I heard an article recently that stated that although many people profess religious faith, we, as a society, live as though we are all atheists (except jihadists, of course, who might be the only ones who actually live the commandments of their deity whose dignity is threatened by virtually everything).  Why buy car/auto/life insurance if I’m confident that god will take care of me and my family/loved ones?  Why stop at red lights if my personal angel will make sure I won’t meet up with some nasty traffic incident?  Indeed, we must all, in reality, live as atheists.  Some of us just acknowledge it.  I’m willing to entertain all possibilities, so I will admit that I am, in essence, an agnostic, for I don’t profess to know that there is no “skydaddy,” but at the very same, I’m not willing to bet on its existence, either.  I’m not a gambler by nature (though some of my life decisions were, indeed, calculated risks for which I am now living the consequences), so I’m not betting on the possibility of there being a Supreme Being who takes an interest in my personal well-being, or that of anyone else.
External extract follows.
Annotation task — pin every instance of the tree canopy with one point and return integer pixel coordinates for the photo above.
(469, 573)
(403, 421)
There’s no eternal homecoming at the end of this world and universe (as we know it).  Our species might end, and we will take many other species with us;  but the earth, unless humans manage to create so destructive a force (like the Death Star of Star Wars infamy) that we manage to destroy it, this very planet, the Earth, as we call it, will continue.  If Gaia (if such a personification can be given to the living planet) could rid herself of us, the most invasive and destructive species known, then I think she’d be relieved and pleased.  It’ll likely be at a high cost (other species that will also be lost) to get rid of the human species, but, in the long run, the planet will be, on the whole, better off, and will, given geological time, rejuvenate and continue to evolve.